第906話 クロスステッチの魔女、計画を考える
パイ包みは、私にとってはちょっとしたご馳走だった。多分、外ではそうではなかったのだろう。料理屋や宿屋でそれほど高価でもなく注文できる料理であることが、いまだに少し、不思議な気がする。
「まあ、あそこってまず小麦は買うものだったからなあ……」
畑にするほどの平地がない。あっても、寒い土地なので多分それほど育たなかったと思う。そういうことに気付いたのは、私があの村を出て、魔女になったからだった。万が一何かがあって村を出たとしても、人間のままでは、精々、麓の村で下働きをした程度で終わっただろう。魔女であるからどこへでも、箒に乗って飛んでいくことができる。
「僕は、マスターの故郷を知りませんけれど……その、時折聞く範囲のお話では。マスターは、故郷を出られてよかったと思います」
「ありがとうね、ルイス」
「寒いところだったなら、アワユキ、見たことあるのかもー?」
「そうねえ、そうなのかも。毎年、雪はすごかったから」
ふと、帰ってみようかしら、なんてことを思った。帰ろうにも、場所なんてもうわからないけれど。知っている人なんて、きっともうほとんどいないし——するような思い出話だってない。
「ねえ、みんな。私の故郷がどこかもうわからないけれど……探してみて、いい?」
「どうしてそんなことを聞くんです。マスターのお望みなら、僕は全力でお支えしますよ」
「アワユキ、行ってみたーい!」
「わたくしも、あるじさまのお望みの通りに」
「もちろんついていきます」
すぐには出発しない。やりかけの依頼はまず終えておきたいし、北の方を当てもなくうろつき回るには、足りないものが多すぎた。第一、冬になる前に帰る必要もある——山奥の村では、冬越しはいつもギリギリになる。秋に不意に魔女がやって来て、そのまま春になるまでいるとなれば、誰だっていい気分にはならないだろう。たとえ燃料や食料は自分でなんとかできるとしても、屋根は必要だ。それに何より、今年の春の二の舞になるのが目に見えている。

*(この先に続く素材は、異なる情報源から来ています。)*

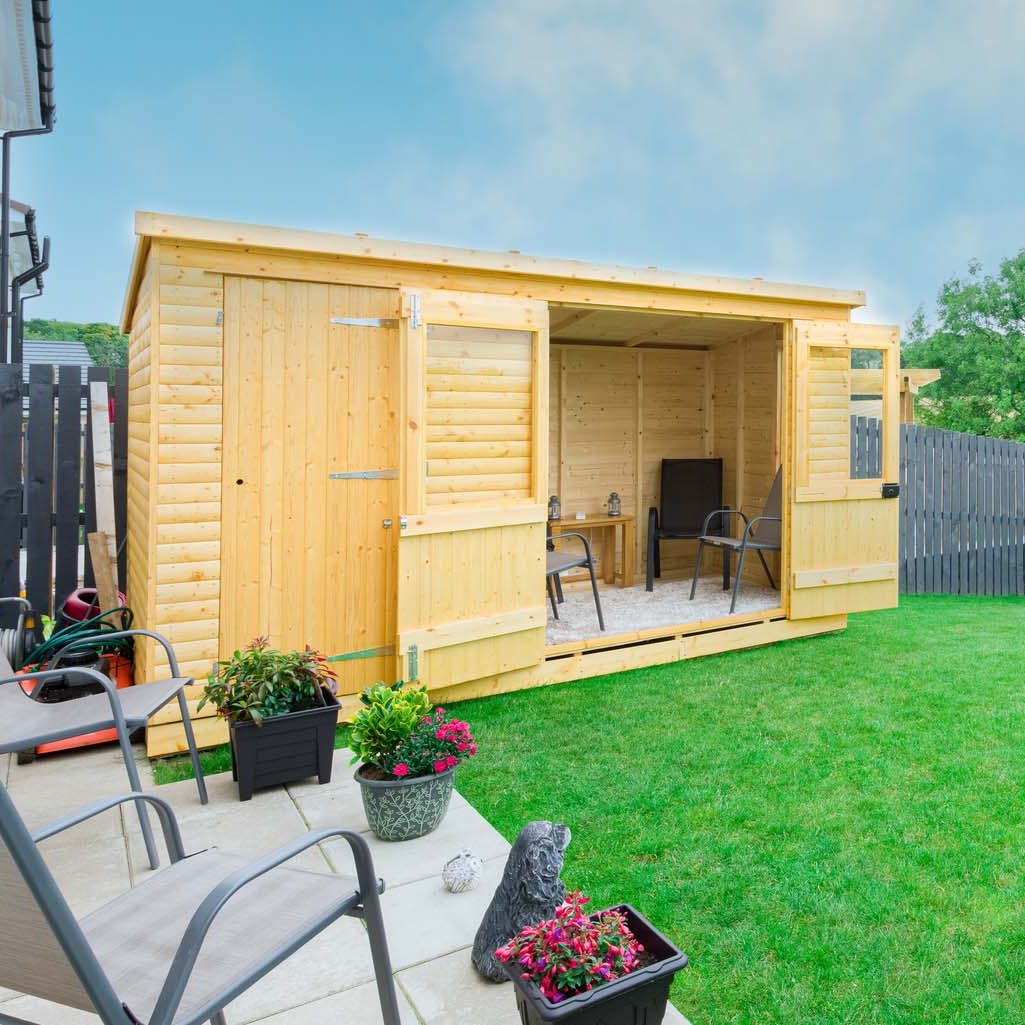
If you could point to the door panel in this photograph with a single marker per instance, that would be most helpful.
(843, 530)
(304, 556)
(472, 550)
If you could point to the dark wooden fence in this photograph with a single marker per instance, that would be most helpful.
(47, 499)
(961, 508)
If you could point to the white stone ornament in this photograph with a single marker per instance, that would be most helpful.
(462, 871)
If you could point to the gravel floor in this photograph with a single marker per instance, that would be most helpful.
(628, 609)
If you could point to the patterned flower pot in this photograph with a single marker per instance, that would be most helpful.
(638, 998)
(405, 809)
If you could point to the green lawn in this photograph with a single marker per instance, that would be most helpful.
(832, 828)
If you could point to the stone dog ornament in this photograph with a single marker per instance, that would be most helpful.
(529, 893)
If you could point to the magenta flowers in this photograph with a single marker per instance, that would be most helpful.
(573, 952)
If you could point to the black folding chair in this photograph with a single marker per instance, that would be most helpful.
(689, 488)
(764, 533)
(558, 562)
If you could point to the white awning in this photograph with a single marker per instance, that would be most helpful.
(21, 105)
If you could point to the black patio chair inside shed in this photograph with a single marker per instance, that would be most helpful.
(688, 489)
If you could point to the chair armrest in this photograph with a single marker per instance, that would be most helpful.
(116, 636)
(574, 533)
(42, 675)
(168, 821)
(722, 513)
(202, 919)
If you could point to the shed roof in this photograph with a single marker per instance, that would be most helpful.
(55, 353)
(220, 233)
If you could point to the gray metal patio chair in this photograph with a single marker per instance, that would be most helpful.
(26, 722)
(764, 533)
(558, 562)
(186, 941)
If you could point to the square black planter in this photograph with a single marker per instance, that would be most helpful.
(638, 998)
(285, 748)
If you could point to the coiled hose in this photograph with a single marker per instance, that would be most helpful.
(93, 629)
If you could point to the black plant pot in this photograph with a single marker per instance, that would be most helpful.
(638, 998)
(285, 748)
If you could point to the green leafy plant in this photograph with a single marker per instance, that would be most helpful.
(388, 715)
(260, 682)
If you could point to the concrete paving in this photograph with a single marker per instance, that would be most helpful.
(330, 981)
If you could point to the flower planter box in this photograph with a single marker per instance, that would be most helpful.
(285, 748)
(638, 998)
(405, 809)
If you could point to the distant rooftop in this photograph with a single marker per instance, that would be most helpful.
(56, 354)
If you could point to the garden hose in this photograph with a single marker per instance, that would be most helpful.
(88, 629)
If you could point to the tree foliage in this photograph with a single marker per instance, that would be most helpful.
(106, 345)
(978, 340)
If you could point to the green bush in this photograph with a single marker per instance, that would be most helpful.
(259, 682)
(386, 719)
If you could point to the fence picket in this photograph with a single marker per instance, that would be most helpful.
(39, 489)
(10, 485)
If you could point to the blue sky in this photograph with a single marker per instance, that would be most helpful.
(872, 146)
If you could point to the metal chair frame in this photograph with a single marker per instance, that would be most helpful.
(365, 904)
(116, 721)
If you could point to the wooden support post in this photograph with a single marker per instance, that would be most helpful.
(103, 543)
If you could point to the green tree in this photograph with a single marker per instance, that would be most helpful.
(978, 340)
(106, 345)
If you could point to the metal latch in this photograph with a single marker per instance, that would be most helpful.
(365, 321)
(366, 475)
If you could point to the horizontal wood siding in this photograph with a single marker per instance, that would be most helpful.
(479, 390)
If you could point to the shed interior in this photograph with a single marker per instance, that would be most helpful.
(629, 388)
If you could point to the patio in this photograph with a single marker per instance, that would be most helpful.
(329, 981)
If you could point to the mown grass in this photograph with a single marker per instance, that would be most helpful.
(833, 828)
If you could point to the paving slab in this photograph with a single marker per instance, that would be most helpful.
(424, 920)
(335, 960)
(353, 1007)
(448, 991)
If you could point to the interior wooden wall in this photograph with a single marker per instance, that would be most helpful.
(747, 377)
(616, 413)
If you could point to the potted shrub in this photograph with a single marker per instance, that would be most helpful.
(281, 711)
(612, 968)
(409, 753)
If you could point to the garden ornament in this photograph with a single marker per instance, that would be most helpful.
(529, 893)
(462, 871)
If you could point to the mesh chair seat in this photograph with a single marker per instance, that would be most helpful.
(25, 723)
(559, 562)
(135, 936)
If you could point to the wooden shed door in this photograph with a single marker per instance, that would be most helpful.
(475, 473)
(844, 513)
(310, 479)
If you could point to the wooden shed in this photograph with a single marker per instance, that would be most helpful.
(351, 442)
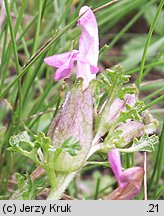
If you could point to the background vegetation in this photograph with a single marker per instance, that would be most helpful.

「まずはどの辺りか、ある程度見当をつけて……本当に名前なんて意識してなかったからなあ。山の名前は見てもわからないだろうけど」
「アルミラ様にお聞きになってみては?」
「自分の生まれ故郷を忘れているなんて言ったら、大笑いされた後にお説教されそうだもの。それに、自分の力でやってみたいわ」
買い物にもいかないといけない。旅用の日持ちのする食糧を少々買って、紅茶の感想を言いに行こう。これから里帰りをしようとする前に、あの街に行くのが必要だった。